What Black Widow’s $ 60 Million Disney + Transport Really Means


During the weekend, Disney did something pretty unprecedented: he emailed reporters about his box office totals. Why? Well, it was also unprecedented: his latest Marvel Cinematic Universe movie, Black Widow, had grossed more than $ 60 million in video-on-demand sales on Disney +. This was on top of the $ 80 million the film made domestically and the $ 78 million it raked in international markets. Black Widow, it seems, has been successful – one of the first to use the hybrid cinema-broadcast release model, and the largest since Covid-19 restrictions shut down most theaters in 2020.

After more than a year of uncertainty in Hollywood about the future of the theater experience and how disruptive streaming would be, this news was huge. “In the past, many industry players feared that premium streaming or video on demand was entirely cannibalistic for movie theater revenues,” said Sarah Henschel, streaming analyst for Omdia. “Black Widow shows us that is not true.
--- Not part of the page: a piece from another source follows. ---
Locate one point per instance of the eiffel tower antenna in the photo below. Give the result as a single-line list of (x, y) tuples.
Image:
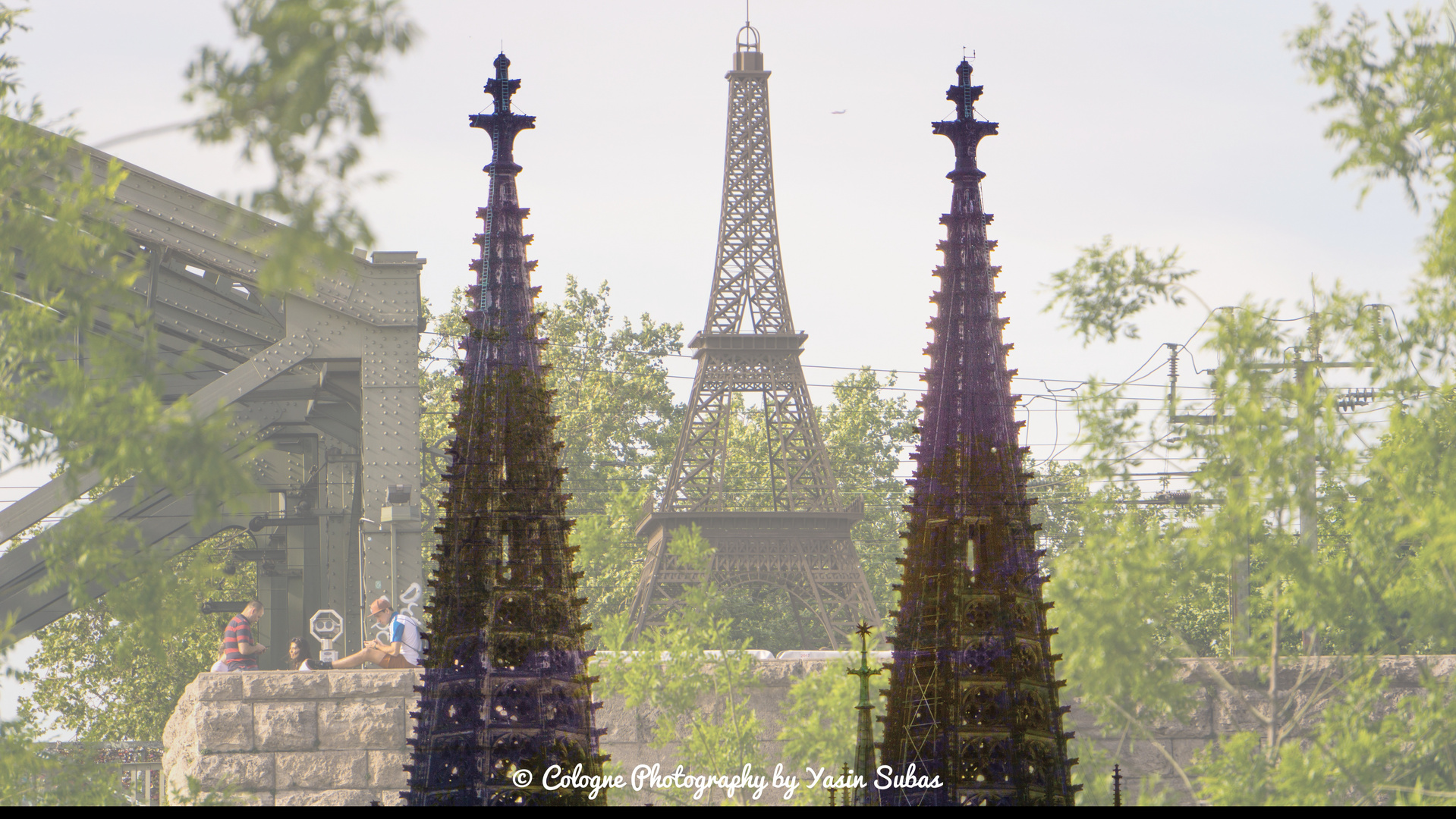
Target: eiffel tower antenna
[(795, 535)]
In other words, the gamble of releasing films in theaters the same day they are available for streaming or rental – a practice, more common in the world of independent cinema, which has been adopted for major studio releases. following Covid room closures – proved to be achievable. The twisting of the hands may subside.

But what is Black WidowDoes the global transport of more than $ 218 million mean, overall, for the future of film releases? It’s a bit more complicated. Yes, the studios – Disney in particular – are probably breathing a sigh of relief that it now seems possible to release movies on streaming services and in theaters simultaneously while making money. But not all studios are Disney, and not all movies are Black Widow– the last feature film of the Marvel juggernaut and a movie apparently liked by critics and the public.

Those looking for proof can’t look any further than, well, some of the other Disney releases this year. Cruel, for example, grossed around $ 21 million nationally in its opening weekend. Raya and the last dragon barely broke $ 8.5 million. Granted, the two came out in the spring when audiences were perhaps more wary of going to the movies, but they also didn’t spark email blasts about the money they did. they won on Disney +, so their streaming totals may not have been that impressive. Also of note, Warner Bros. ‘ Tom and Jerry, who came out a week before Raya, was available for free to HBO Max subscribers and grossed over $ 14 million, while Raya, like Black Widow, was a $ 30 rental. Until then this weekend Summer of the soul– Questlove’s 1969 Harlem Cultural Festival documentary – grossed around $ 1.4 million, although it was available to Hulu subscribers.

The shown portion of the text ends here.